When did Hello Fresh begin to gain traction?
We launched the service very quickly. I started working on Hello Fresh in December 2011. By the beginning of January I had a team in place and two weeks later we made our first deliveries. Many things weren’t perfect in the first weeks: Our website didn’t look very inviting, people had difficulties signing up and we delivered the groceries in simple paper bags. The imperfections of our product meant that we didn’t grow fast from he beginning but it allowed us to test our assumptions and improve our offering using feedback from real customers. When people started sending us emails to tell us how amazing our service was, despite all these shortcomings, we knew that we were on to something. We kept improving the service and within a few weeks growth started to accelerate.
How have you been able to fund it?
We’ve been funded from the beginning by German and Swedish investors whom I had known for some time.
What is the biggest hurdle that you've faced or are still facing?
Our service is a very new concept and requires a lot of explaining. Consumers aren’t used to receiving their groceries in a box every week – keep in mind that we ship everything you need for a meal including meat and fish. As a result we spend a lot of time educating potential customers. However, we have found that once we explain our concept in more detail, people really like the idea and are eager to sign up. In fact, we see customer education as a big part of our mission, not just with respect to the service itself. Our goal is to use Hello Fresh to teach people about amazing food and healthy eating.
What’s your business model?
We’re a subscription-based e-commerce model. Customers pay for their delivery on a weekly basis and receive their groceries and recipes in return. The devil is of course in the details. Since customers pay the same price every week while the box content varies significantly, it is up to us to establish our margin every week. Add to that the fact that food prices are constantly fluctuating and it becomes fairly complex to make the economics work week after week.
What are the most crucial things you have done to grow your business?
It sounds trivial but the most important thing was to create a product that people want. While our offering was fairly basic in the beginning, it addressed a need and we continuously improved it in order to create a better experience for our customers. We’re still not where we ultimately want to be in terms of our offering but given that the company is only half a year old, I think we have achieved quite a lot.
What should we be expecting from yourself and Hello Fresh for 2012?
We have many ideas for improving our product and we’re very excited about what’s to come for Hello Fresh and our customers. Without giving away too much, I think Hello Fresh will look quite different 6 months from now.

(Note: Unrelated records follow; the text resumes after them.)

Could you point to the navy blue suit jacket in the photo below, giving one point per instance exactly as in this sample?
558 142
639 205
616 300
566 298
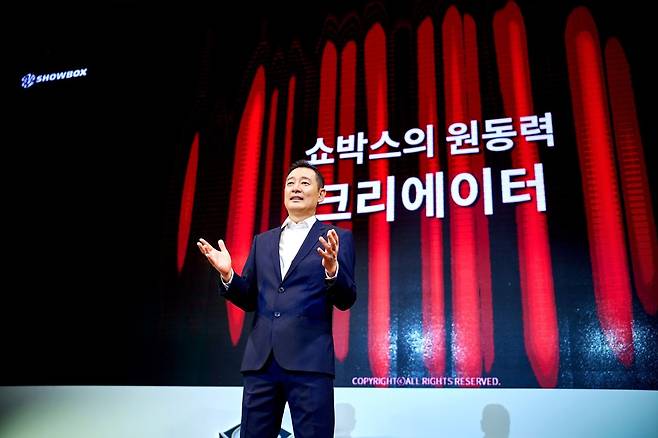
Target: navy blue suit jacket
293 314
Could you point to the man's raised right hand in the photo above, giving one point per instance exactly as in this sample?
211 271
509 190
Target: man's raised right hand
219 259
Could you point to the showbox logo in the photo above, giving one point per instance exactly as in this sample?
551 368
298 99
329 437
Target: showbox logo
30 79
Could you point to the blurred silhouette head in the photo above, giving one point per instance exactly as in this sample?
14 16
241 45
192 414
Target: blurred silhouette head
345 420
495 421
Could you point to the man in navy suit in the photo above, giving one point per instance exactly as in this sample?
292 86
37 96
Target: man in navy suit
293 277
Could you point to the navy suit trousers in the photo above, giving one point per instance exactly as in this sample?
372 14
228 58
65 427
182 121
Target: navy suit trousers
310 396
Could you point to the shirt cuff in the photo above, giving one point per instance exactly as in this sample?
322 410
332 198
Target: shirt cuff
326 274
227 284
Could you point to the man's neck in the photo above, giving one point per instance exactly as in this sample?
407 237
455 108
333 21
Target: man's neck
297 218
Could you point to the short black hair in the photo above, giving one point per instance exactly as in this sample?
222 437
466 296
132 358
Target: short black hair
307 164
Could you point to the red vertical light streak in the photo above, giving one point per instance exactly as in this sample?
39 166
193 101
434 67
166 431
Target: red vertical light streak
244 189
466 347
431 233
187 203
269 163
535 265
599 178
347 108
327 111
634 181
287 142
483 255
379 239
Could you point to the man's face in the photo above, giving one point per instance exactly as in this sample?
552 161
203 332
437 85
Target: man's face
302 192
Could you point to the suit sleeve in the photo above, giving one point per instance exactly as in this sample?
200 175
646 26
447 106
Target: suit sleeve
342 289
243 290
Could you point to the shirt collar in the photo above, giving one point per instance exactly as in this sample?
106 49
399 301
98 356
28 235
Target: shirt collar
308 222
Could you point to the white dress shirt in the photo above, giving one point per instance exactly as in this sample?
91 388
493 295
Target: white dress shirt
292 236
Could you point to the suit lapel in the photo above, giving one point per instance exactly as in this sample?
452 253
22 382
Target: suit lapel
276 260
310 243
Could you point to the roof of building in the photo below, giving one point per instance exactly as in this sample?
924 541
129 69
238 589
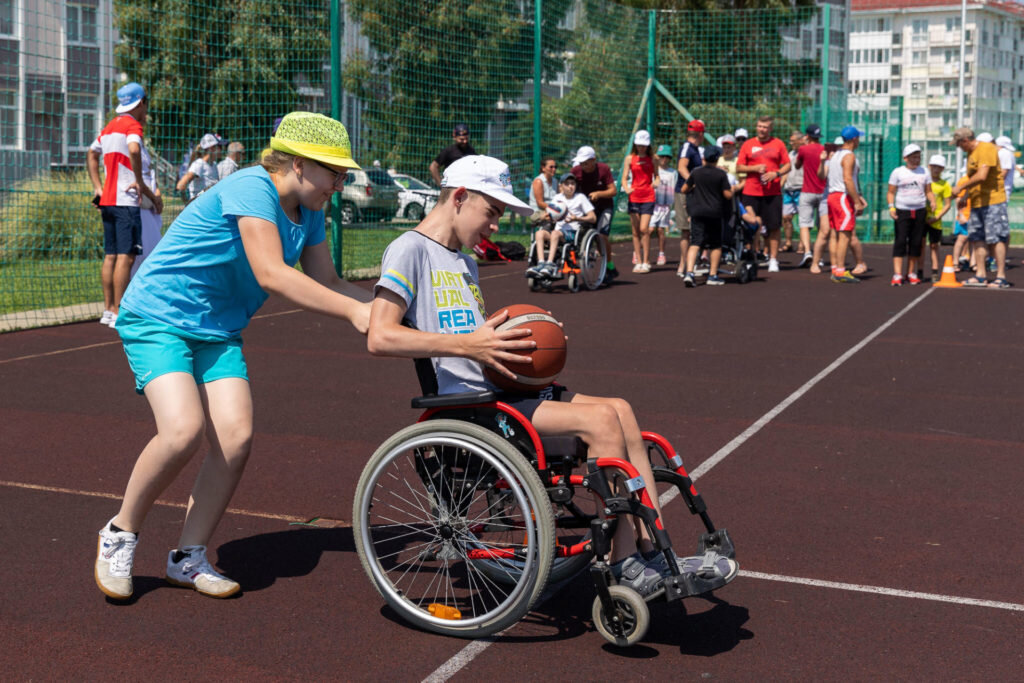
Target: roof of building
1009 6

What three pieces of advice would you offer entrepreneurs starting out today?
First, follow your passion. If you’re thinking about starting a business, it is paramount that you choose something you are truly passionate about. Don’t pick an idea because you think there is a market for it. Entrepreneurship is all-consuming – so choose something you think you can be excited about every day for the next five years.
Second, don’t over-analyse things. Have a good understanding of your market and a viable business model but don’t write a business plan – they’re a waste of time. It’s more important to test your assumptions in the real world.
Third, just get going! The most important step is to get started. You won’t be able to foresee every problem you’ll encounter along the way anyway. In fact, most entrepreneurs I know agree that if someone had told them about all the obstacles they would have to overcome, they never would have started in the first place. Entrepreneurship is about taking risks and figuring things out along the way.